What odds are you looking for, precisely? How you ask the question is important; to me, the unlikely appearing part wasn't that two couples both happened to know you but that they met each other in a far away city. But I don't think you've defined the question very well.
posted by Justinian at 2:34 PM on April 1, 2008


This is bound to happen to each of us eventually, assuming we live long enough.
posted by toomuchpete at 3:02 PM on April 1, 2008


the chances of sitting beside a stranger on the plane who knows someone that you know are better than 50%... i read this in some math book as a kid and was always fascinated by the statement and wondered how they came up with that number...

having said that, i'm on about 10 to 50 flights a month and have never tested the theory...

hmm... i'll report back here next month and let ask.mefi know...
posted by dawdle at 3:47 PM on April 1, 2008


There's a great book called *Struck by Lightning* by a university of Toronto math prof named Rosenthal that discusses something quite a bit like your question, among other issues related to probabilities.
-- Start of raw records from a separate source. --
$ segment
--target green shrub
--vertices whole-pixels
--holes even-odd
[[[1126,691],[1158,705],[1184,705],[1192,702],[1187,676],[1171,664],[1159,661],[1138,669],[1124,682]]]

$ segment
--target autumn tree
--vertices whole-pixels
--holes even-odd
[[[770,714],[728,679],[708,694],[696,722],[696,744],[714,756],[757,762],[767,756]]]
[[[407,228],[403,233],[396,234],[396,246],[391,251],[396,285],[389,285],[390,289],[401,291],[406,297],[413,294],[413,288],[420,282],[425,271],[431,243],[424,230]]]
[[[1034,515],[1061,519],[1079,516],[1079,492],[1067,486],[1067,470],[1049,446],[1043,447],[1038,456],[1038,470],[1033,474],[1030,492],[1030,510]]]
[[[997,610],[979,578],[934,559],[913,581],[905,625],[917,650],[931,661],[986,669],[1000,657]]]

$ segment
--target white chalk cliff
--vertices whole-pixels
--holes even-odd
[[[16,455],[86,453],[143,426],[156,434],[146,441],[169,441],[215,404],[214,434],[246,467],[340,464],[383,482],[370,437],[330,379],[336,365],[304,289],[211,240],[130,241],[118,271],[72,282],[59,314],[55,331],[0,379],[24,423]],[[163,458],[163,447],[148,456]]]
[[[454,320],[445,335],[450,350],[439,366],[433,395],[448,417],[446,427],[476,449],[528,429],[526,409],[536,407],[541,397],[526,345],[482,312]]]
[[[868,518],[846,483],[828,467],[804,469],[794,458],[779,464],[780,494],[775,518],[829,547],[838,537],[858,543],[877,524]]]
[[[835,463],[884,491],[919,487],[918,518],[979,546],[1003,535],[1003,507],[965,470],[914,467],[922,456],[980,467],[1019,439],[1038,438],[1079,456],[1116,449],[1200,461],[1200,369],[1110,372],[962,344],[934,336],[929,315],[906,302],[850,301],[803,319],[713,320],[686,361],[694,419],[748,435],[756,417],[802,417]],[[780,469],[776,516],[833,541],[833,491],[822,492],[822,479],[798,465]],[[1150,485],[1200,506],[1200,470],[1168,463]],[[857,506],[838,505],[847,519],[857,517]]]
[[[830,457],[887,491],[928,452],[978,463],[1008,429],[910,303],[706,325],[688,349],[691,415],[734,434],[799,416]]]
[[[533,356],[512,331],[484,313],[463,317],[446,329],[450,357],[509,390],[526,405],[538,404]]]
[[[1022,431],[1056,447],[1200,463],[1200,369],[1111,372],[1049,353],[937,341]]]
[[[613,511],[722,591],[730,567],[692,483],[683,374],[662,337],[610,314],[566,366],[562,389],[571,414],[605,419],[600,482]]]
His version is slightly different. He figures out the probability of running into a friend at Disney World when neither you nor the friend knew the other would be there. I don't recall the exact probabilities, but they weren't nearly as high as you might expect.
posted by trigger at 4:24 PM on April 1, 2008


Response by poster: Stop the World! I've been to DisneyWorld once, and I ran into a neighbor. Neither one of us knew the other was going. OK this is freaking me out.
posted by Gungho at 5:03 PM on April 1, 2008


The Odds of That is a fantastic (and quite lengthy, but in a good way) NYTimes piece that deals with coincidences. Covers everything from a suspiciously long list of dead/missing biochemists to situations like the one you describe.
posted by yellowbinder at 5:14 PM on April 1, 2008


"What are the odds? The mathematician will answer that even in the most unbelievable situations, the odds are actually very good. The law of large numbers says that with a large enough denominator -- in other words, in a big wide world -- stuff will happen, even very weird stuff. ''The really unusual day would be one where nothing unusual happens,'' explains Persi Diaconis, a Stanford statistician who has spent his career collecting and studying examples of coincidence. Given that there are 280 million people in the United States, he says, ''280 times a day, a one-in-a-million shot is going to occur.''

Throw your best story at him -- the one about running into your childhood playmate on a street corner in Azerbaijan or marrying a woman who has a birthmark shaped like a shooting star that is a perfect match for your own or dreaming that your great-aunt Lucy would break her collarbone hours before she actually does -- and he will nod politely and answer that such things happen all the time. In fact, he and his colleagues also warn me that although I pulled all examples in the prior sentence from thin air, I will probably get letters from readers saying one of those things actually happened to them. " - From the article I linked above
posted by yellowbinder at 5:20 PM on April 1, 2008


FWIW, I like to think about it like this, without specifically getting into numbers: if, before going on vacation you had said "Imagine I run into Juan's friend Pierre on April 4th at 3pm while on vacation in Vancouver. I've never met Pierre, heard of Pierre, and didn't know Juan had any friends on vacation in Vancouver." The odds of that happening are minuscule.

However, if you had simply said "Imagine I run into someone that knows someone I know", think about how large that pool of people would be, and therefore how much more likely it is to have happened.